What foundational topics would you like to hear more about?

I think it would be, wouldn’t it? Because the activations are what we’re making have mean 0. So using leaky relu might be a good idea…

A more in depth discussion of seq2seq learning would be great. I know it was partially covered in DL part 1, but a Jeremy in-depth discussion would be helpful.

2 Likes
  1. normalization makes training less sensitive to the scale of features. For instance regularization behaves differently for different scaling. Moreover using gradient descent, or a variant thereof, the speed of convergence depends on the scaling of features, so normalization makes the problem better conditioned, improving the convergence rate of gradient descent.

  2. it is hard to give a concise answer since the amount of training data is dependent on many different aspects of the task at hand:

  • degrees of difference among the classes,
  • possible augmentation over the training data
  • transfer learning
  • batch normalization

you should every time do some research to see how other people approach at the problem :wink:

1 Like

We’ll absolutely be doing that - this topic however is asking what foundational stuff we used in lessons 8 & 9 you’d like to learn more about. i.e. so people don’t get left behind in the next lessons.

1 Like

Thanks for the clarification. Callbacks are what I have been struggling with, but there are a lot of resources people put under the callback topic,so that might suffice.

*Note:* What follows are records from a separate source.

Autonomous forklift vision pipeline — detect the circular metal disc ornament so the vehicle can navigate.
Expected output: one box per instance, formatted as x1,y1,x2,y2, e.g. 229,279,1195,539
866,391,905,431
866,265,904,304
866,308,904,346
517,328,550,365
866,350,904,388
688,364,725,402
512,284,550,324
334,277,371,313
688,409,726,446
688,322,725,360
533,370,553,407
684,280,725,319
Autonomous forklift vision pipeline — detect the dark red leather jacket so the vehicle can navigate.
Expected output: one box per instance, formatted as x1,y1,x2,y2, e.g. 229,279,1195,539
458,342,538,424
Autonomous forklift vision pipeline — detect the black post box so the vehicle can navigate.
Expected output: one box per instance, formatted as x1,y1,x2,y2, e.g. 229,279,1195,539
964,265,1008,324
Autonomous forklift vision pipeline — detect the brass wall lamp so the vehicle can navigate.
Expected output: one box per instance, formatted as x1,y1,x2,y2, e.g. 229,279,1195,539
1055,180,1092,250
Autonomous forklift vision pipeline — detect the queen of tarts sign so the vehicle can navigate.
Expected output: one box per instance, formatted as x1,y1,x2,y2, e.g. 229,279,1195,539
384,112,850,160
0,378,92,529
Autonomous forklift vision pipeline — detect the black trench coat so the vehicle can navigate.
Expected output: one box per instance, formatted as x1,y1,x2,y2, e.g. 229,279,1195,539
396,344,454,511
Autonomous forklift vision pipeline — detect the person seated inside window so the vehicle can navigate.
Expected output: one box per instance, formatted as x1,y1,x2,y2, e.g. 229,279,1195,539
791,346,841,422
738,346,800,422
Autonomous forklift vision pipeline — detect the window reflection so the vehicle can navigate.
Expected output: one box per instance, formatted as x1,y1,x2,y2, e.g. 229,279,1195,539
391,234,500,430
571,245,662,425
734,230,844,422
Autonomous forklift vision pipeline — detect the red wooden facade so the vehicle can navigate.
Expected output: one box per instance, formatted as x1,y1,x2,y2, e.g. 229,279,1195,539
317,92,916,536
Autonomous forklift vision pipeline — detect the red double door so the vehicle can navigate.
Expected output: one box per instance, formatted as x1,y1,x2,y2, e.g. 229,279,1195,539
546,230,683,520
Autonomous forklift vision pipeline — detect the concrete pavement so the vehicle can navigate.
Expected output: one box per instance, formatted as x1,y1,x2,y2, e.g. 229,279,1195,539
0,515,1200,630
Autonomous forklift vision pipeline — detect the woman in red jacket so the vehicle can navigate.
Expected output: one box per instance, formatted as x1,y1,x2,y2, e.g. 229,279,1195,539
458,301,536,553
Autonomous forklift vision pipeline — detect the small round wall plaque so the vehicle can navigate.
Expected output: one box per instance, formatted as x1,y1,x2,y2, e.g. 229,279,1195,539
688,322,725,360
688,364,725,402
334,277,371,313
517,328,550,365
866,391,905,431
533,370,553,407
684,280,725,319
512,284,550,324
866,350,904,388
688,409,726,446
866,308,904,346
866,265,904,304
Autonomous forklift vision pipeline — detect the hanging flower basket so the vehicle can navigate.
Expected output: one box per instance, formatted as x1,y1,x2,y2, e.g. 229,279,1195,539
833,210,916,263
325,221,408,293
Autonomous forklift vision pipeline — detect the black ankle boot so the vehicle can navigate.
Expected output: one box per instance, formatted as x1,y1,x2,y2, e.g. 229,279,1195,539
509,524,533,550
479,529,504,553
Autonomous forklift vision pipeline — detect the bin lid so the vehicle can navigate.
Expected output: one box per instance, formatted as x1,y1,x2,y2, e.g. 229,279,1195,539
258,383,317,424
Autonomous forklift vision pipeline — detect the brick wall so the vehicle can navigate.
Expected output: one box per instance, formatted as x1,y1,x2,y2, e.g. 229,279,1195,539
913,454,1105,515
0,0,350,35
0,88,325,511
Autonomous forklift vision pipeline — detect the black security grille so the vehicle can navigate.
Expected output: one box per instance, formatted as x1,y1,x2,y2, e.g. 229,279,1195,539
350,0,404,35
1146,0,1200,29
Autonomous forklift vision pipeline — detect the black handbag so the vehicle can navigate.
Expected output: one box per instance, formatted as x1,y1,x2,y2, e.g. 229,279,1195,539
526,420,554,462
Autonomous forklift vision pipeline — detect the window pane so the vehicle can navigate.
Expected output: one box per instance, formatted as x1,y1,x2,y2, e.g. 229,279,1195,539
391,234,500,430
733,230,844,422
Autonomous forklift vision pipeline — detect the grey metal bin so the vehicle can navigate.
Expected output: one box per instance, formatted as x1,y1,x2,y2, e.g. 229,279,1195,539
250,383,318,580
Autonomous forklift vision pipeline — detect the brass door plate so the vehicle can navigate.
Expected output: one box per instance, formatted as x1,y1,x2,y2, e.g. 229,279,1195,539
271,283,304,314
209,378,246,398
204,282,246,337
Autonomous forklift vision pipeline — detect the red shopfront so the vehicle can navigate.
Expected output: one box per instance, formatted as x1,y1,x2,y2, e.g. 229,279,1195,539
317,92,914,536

Some matrix calculus fundamentals would be helpful. I’m trying to wrap my head around the derivative of a matrix vector multiplication (ie y = Wx, calculate \frac{dy}{dx}). Half the sources I find say \frac{dy}{dx} = W, the other half say \frac{dy}{dx} = W^T and I don’t know what to believe or if the difference even matters.

1 Like

I would say it doesn’t matter. it is really a matter of matching the dim in your matrix multiply.

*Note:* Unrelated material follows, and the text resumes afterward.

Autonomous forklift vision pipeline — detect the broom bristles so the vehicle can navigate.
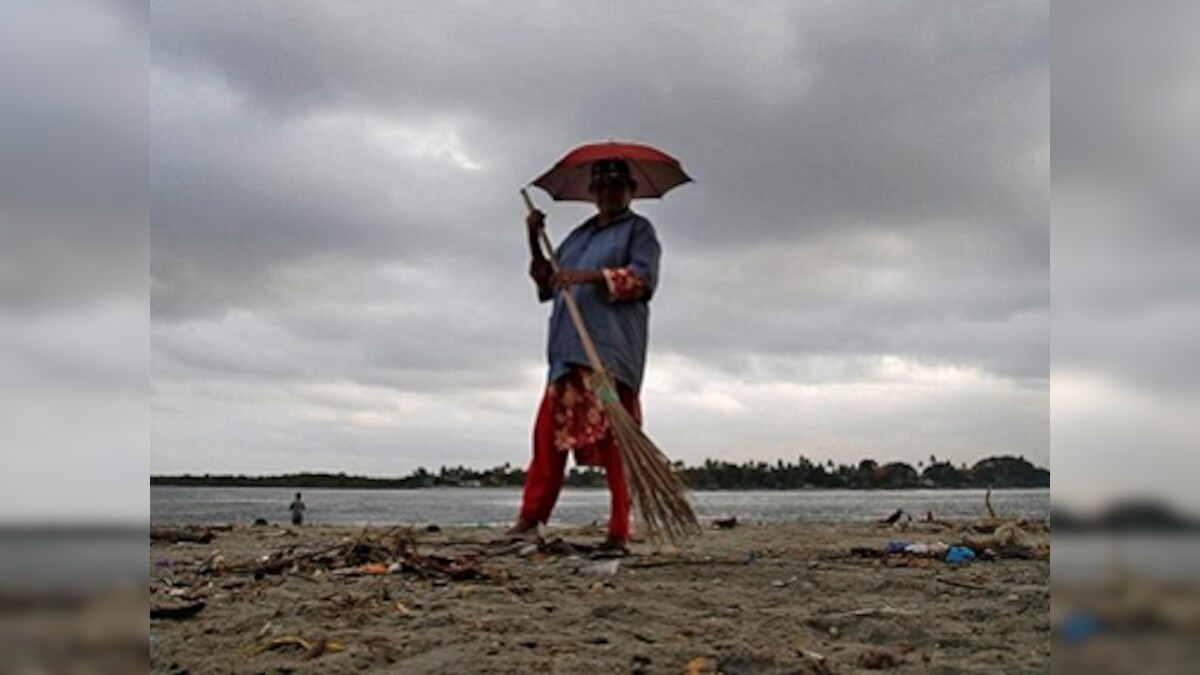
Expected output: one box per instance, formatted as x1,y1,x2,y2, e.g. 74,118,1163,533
605,400,701,542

I think these matrix derivitive things are a lot easier to think about in terms of individual components (e.g. https://forums.fast.ai/t/lesson-8-2019-discussion-wiki/41323/502?u=cqfd), since they’re just scalars. For example, the vector equation y = Wx corresponds to the component equation(s) y_i = \sum_j W_{ij} x_j. So, regular-old non-matrix calculus says then that

\frac{\partial y_i}{\partial x_j} = W_{ij}

This has two indices, i and j, so you can stick it into a matrix—you just need to decide which index you want to be the row index and which the column index. If i is the row index, you get W as your matrix, but if j is the row index, you get W^T.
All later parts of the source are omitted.